Ma Mère, vous l’entendez, a su voir les dangers de la vie au milieu du monde. Même pour elle, ce sont des dangers, même pour elle. Et vous, hommes, vous ne les voyez pas ? 92.6Ah ! Vraiment Satan est aux aguets ! Seuls les vigilants seront victorieux. Et les autres ? Vous vous interrogez sur les autres ? Pour les autres, ce qui est écrit sera.

– Qu’est-ce qui est écrit, Maître ?

– “ Caïn se jeta sur Abel et le tua. Le Seigneur demanda à Caïn : ‘ Où est ton frère ? Qu’en as-tu fait ? La voix de son sang crie vers moi. Voici : tu seras maudit sur toute la terre qui a connu le goût du sang humain par la main d’un frère qui a ouvert les veines de son frère, et jamais plus cette horrible soif de la terre pour le sang humain ne cessera. La terre, empoisonnée par ce sang, sera pour toi stérile plus qu’une femme dont l’âge a tari la fécondité. Tu fuiras en cherchant la paix et du pain, et tu ne les trouveras pas. Ton remords te fera voir du sang sur toute fleur, sur toute plante, sur toute eau et sur toute nourriture. Le ciel et la mer te paraîtront être du sang, et du ciel comme de la terre et de la mer te parviendront trois voix : celle de Dieu, celle de l’Innocent, celle du Démon. Et pour ne pas les entendre, tu te donneras la mort. ’ ”

– La Genèse ne dit pas cela, observe Pierre.

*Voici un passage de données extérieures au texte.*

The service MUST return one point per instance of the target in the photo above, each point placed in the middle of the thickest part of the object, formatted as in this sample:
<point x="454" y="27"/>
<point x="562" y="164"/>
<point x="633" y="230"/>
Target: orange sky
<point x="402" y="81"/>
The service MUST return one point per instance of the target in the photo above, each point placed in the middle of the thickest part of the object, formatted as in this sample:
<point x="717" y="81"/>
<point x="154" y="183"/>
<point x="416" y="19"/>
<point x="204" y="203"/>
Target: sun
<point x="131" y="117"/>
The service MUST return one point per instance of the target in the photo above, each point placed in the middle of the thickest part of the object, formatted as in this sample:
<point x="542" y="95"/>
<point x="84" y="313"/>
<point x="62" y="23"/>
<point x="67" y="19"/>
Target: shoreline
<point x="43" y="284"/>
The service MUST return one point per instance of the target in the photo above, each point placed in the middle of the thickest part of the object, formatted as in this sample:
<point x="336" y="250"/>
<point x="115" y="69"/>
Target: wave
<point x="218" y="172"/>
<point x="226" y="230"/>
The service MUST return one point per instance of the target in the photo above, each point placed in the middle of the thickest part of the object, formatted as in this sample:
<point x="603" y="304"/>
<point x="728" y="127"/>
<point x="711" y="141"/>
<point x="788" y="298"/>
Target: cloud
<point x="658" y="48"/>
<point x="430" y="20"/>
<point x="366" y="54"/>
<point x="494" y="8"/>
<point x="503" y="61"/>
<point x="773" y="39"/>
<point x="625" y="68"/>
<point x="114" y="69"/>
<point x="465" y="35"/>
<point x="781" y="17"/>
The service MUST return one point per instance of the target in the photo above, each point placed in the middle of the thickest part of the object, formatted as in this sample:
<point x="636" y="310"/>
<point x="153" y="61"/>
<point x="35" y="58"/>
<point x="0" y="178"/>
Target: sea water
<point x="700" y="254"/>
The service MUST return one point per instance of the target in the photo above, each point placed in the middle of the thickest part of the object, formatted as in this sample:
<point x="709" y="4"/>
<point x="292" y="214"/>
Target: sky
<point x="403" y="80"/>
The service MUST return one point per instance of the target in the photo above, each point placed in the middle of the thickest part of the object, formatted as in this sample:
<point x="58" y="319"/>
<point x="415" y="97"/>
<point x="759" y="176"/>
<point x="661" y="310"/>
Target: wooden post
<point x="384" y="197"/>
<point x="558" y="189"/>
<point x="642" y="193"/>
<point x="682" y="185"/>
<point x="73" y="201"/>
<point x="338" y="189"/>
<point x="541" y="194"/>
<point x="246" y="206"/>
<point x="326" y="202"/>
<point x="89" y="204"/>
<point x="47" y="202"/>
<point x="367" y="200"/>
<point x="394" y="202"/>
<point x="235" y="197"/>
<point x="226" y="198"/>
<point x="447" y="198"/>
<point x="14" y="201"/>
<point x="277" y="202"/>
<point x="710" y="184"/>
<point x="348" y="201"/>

– Non, pas la Genèse. C’est moi qui le dis, et je ne me trompe pas. Je le dis pour les nouveaux Caïn des nouveaux Abel. Pour ceux qui, pour n’avoir pas veillé sur eux-mêmes et sur l’Ennemi, ne feront qu’un avec lui.

– Mais il n’y en aura pas parmi nous, n’est-ce pas, Maître ?

– Jean, quand le voile du Temple se déchirera, une grande vérité brillera sur Sion tout entière.

– Quelle vérité, mon Seigneur ?

– Que les fils des ténèbres ont été en vain au contact de la Lumière. Gardes-en le souvenir, Jean.

– Serai-je, moi, un fils des ténèbres ?

– Non, pas toi, mais souviens-t’en pour expliquer le Crime au monde.

– Quel crime, Seigneur ? Celui de Caïn ?

– Non, celui-là était le premier accord de l’hymne de Satan. Je parle du Crime parfait, du Crime inconcevable. Pour le comprendre, il faut le regarder au soleil de l’Amour divin et à travers l’esprit de Satan. Car seul l’Amour parfait et la Haine parfaite, seuls le Bien infini et le Mal infini peuvent expliquer une telle offrande et un tel péché. Vous entendez ? On dirait que Satan écoute et hurle son désir de l’accomplir. Partons avant que le nuage n’é­clate en éclairs et en grêle. »

Et ils descendent en courant, bondissant et sautant dans le jardin de Marie, pendant que la tempête se déchaîne avec violence.